Skinner, 48, has always denied committing the murders and says he loved Busby and her boys. In 1997 Reed recanted her courtroom testimony, saying the police intimidated her into testifying against Skinner. Since 2000, Skinner has asked the state to release other evidence for DNA testing, including a rape kit, biological material from Twila’s fingernails, sweat from a man’s jacket resembling one that Donnell often wore, a bloody towel and knives. Those items weren’t tested at his original trial because his attorney at the time worried the results might be incriminating, but Texas courts have repeatedly denied Skinner’s requests for testing in the years since, saying that he had his chance in 1995 and contending that more tests wouldn’t prove that he wasn’t the murderer.

Who do you believe: the Andrea Reed who implicated Hank Skinner at trial or the Andrea Reed who says she was intimidated into implicating an innocent man?

Is Skinner telling the truth when he says the evidence wasn’t tested against his wishes?

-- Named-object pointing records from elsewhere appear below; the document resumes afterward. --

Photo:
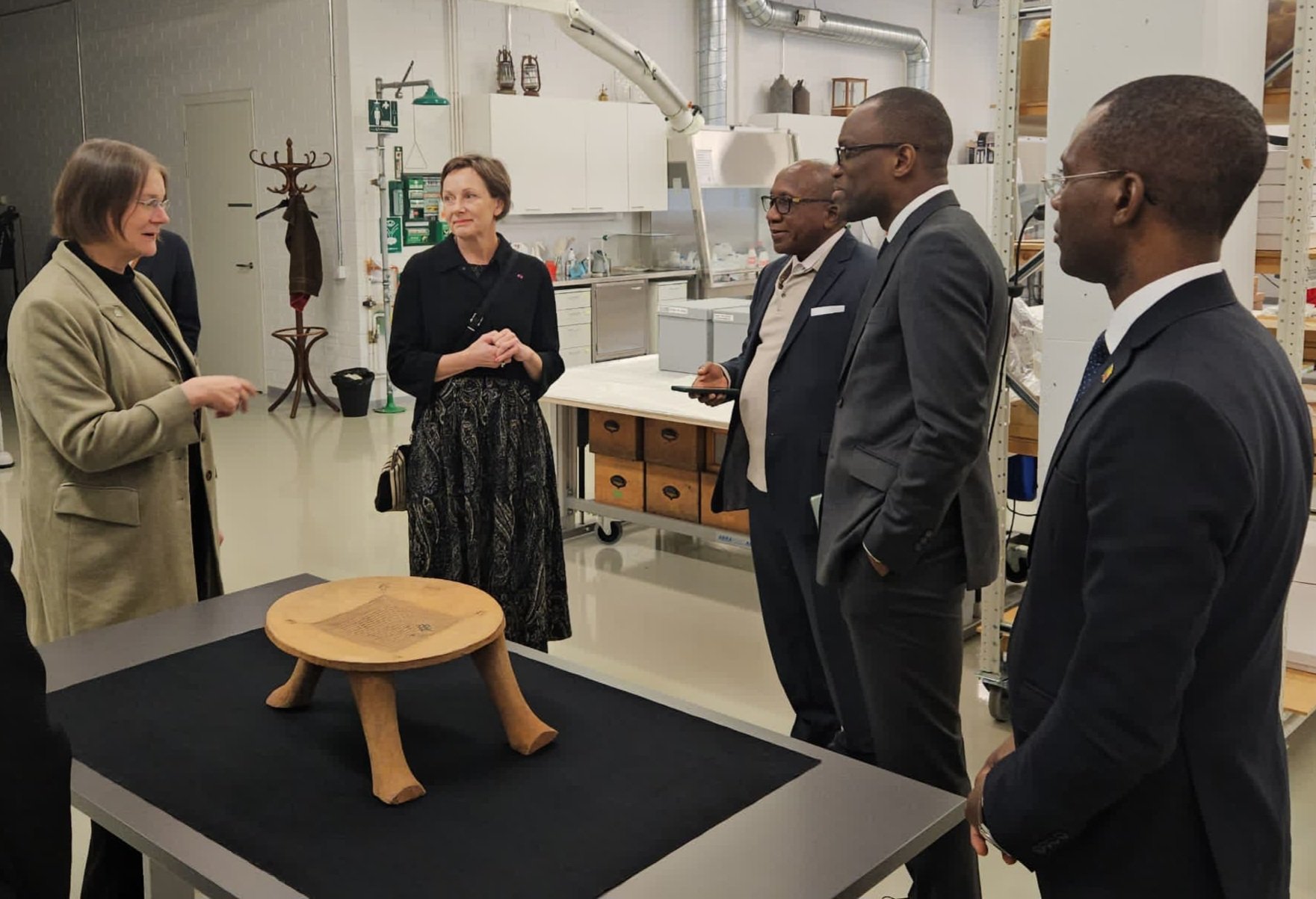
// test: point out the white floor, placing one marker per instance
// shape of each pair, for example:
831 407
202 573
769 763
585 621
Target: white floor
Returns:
660 611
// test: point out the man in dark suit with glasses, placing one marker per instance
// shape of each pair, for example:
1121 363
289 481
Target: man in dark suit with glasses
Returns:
776 446
909 518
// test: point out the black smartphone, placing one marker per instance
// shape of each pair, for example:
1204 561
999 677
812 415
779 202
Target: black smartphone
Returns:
705 392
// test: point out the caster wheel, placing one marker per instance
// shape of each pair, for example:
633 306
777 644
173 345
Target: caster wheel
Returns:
998 705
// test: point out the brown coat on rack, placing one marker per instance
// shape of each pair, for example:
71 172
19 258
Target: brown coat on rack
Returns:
299 339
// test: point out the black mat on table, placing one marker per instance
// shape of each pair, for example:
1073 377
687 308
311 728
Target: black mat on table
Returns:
627 782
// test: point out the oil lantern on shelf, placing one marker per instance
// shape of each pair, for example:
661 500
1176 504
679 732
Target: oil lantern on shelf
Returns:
531 75
847 93
506 71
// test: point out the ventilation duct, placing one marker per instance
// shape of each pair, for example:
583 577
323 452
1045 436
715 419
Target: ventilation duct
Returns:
799 20
712 61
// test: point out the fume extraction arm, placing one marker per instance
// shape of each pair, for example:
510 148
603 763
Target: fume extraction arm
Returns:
683 116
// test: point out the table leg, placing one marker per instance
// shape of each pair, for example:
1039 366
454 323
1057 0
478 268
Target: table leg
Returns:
299 689
377 703
525 732
162 883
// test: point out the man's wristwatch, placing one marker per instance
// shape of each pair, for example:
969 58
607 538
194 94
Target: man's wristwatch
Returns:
985 832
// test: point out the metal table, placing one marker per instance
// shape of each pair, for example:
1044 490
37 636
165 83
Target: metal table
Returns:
836 831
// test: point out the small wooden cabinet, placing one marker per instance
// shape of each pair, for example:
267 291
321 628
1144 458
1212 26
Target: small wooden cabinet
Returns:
620 436
673 492
674 445
619 482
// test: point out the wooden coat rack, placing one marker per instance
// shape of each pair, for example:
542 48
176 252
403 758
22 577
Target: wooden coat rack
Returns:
299 339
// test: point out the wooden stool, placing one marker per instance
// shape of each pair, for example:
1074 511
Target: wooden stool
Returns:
300 340
373 627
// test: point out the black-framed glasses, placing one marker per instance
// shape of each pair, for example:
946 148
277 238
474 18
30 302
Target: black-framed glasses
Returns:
786 203
844 153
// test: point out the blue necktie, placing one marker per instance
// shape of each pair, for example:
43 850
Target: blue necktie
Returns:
1096 359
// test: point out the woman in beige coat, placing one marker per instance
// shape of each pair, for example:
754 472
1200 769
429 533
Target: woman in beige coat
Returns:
117 473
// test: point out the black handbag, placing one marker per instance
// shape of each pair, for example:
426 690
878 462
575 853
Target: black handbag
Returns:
391 491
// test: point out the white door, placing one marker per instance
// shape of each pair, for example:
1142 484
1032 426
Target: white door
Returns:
221 194
646 152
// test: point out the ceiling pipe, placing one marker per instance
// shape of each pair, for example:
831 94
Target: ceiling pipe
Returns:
850 29
712 61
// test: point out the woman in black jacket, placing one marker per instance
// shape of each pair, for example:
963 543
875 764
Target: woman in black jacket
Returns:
475 342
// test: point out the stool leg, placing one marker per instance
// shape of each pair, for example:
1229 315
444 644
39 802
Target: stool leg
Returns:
299 689
525 732
377 703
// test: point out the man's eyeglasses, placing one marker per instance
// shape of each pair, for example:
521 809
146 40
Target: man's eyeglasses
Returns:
844 153
1054 183
785 203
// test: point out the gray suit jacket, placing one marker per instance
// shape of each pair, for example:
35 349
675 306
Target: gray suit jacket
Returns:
918 386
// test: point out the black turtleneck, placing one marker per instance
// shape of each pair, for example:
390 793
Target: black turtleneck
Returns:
123 285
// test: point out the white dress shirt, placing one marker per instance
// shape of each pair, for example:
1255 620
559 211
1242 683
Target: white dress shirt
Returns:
903 216
793 285
1143 299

If tested, would the evidence implicate Donnell and exonerate Skinner?

None of these questions can be answered definitively. 

If Skinner was guilty, would he ask to have the evidence tested?

Sure, it happens all the time.  Some inmates feel they have nothing to lose by rolling the dice.  Maybe old Hank is just trying to stay alive a few days longer.

Or perhaps the state of Texas is fixing to execute an innocent man.

With this much at stake, why not run the DNA test?  Those opposed to the testing value finality over certainty.  If Hank Skinner was a prominent banker and Baptist deacon, he might get the benefit of the doubt.  Unfortunately, he is just another poor white guy with addiction issues. 

Thus far, the legal community is standing foursquare behind the prosecutor:

The attorneys general of nearly two-dozen states, including Texas, Oklahoma and Colorado, submitted a brief supporting Gray County DA Switzer in the Skinner case. They argue that if the court were to allow Skinner to seek a federal court’s approval for DNA testing, it would undermine post-conviction DNA laws in 48 states. “Sound principles of federalism and judicial restraint demand that this Court reject Skinner’s invitation,” the attorneys general wrote. A ruling in Skinner’s favor, they said, would also invite hundreds of inmates to file similar litigation, overtaxing scarce state funds. But Owen said that was unlikely to happen: In states that do allow civil rights lawsuits for those seeking DNA evidence, he argued, inmates have not flooded the courts with lawsuits. “It’s going to be a safety valve for highly unusual cases like our case,” he said.